In order to provide better cooling while we’re squeezing out more juice from the card, we maxed out the fan in PrecisionX, which was 95%RPM. Thermals on both GPUs were just fine after our overclocking, although the fan ran loud when at 95%RPM.
EVGA already made a water block for its GTX 690 Hydro Copper graphics card, and users will be able to buy it separately. If overclocking is your deal, then we’d definitely recommend buying the block.
The reference cooler is really a quality part so reference clocked GTX 690’s really won’t have problems with cooling or noise. When idle, GTX 690 is almost inaudible.
When the fan was set to AUTO, reference clocked card didn’t exceed 80°C. At the same time, the fan didn’t exceed 2050RPM, which kept it quiet as well. GTX 690 is about as quiet as a single GTX 680, but definitely quieter than two GTX 680s in SLI.
Like the rest of Nvidia’s partners, EVGA first launched the reference GTX 690. Later on, Nvidia gave selected partners a green light to come up with non-reference coolers, so EVGA made a water-block for its GTX 690 Hydro Copper. Since Hydro Copper is still not available on the market, we got a GTX 690 based on the reference design.
That EVGA’s GTX 690 is based on the reference design is definitely not a downside this time around. Namely, Nvidia did a really good job and the GTX 690 came out better than many expected.
When compared to two GTX 680 cards in SLI, thermals and power consumption on GTX 690 are definitely better.
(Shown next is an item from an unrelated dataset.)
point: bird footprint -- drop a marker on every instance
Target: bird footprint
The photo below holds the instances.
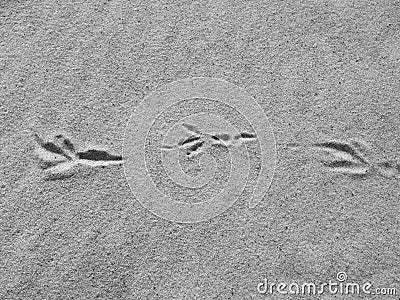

The GTX 690’s cooler is quieter and power consumption is lower.
In the past we’ve had scenarios where dual-GPU cards ran slower than two single-GPU cards in SLI. However, GTX 690’s performance is breathing down GTX 680 SLI’s neck. GTX 690’s Base clock is 91MHz lower than the GTX 680’s (9% difference). Thanks to the superior thermals however, Boost clock is only 39MHz lower than the GTX 680’s (4% difference).
GTX 690 is currently the fastest graphics card around and Nvidia decided to cash in. The card launched at $999, which pretty much broke all the previous price records. Nvidia justifies the price by saying that it didn’t skimp on quality of components, which enabled them to squeeze out the maximum from two GK104 chips on a single PCB.
EVGA GTX 690 graphics card goes for about €1000 in EU, which is about the price you’ll pay for two EVGA GTX 680 cards.
If you have the cash to buy two GTX 680 cards, you may want to consider getting a GTX 690. One thing is for certain, GTX 690 is the best high-end card we’ve had on our test, which makes our award a no-brainer, really.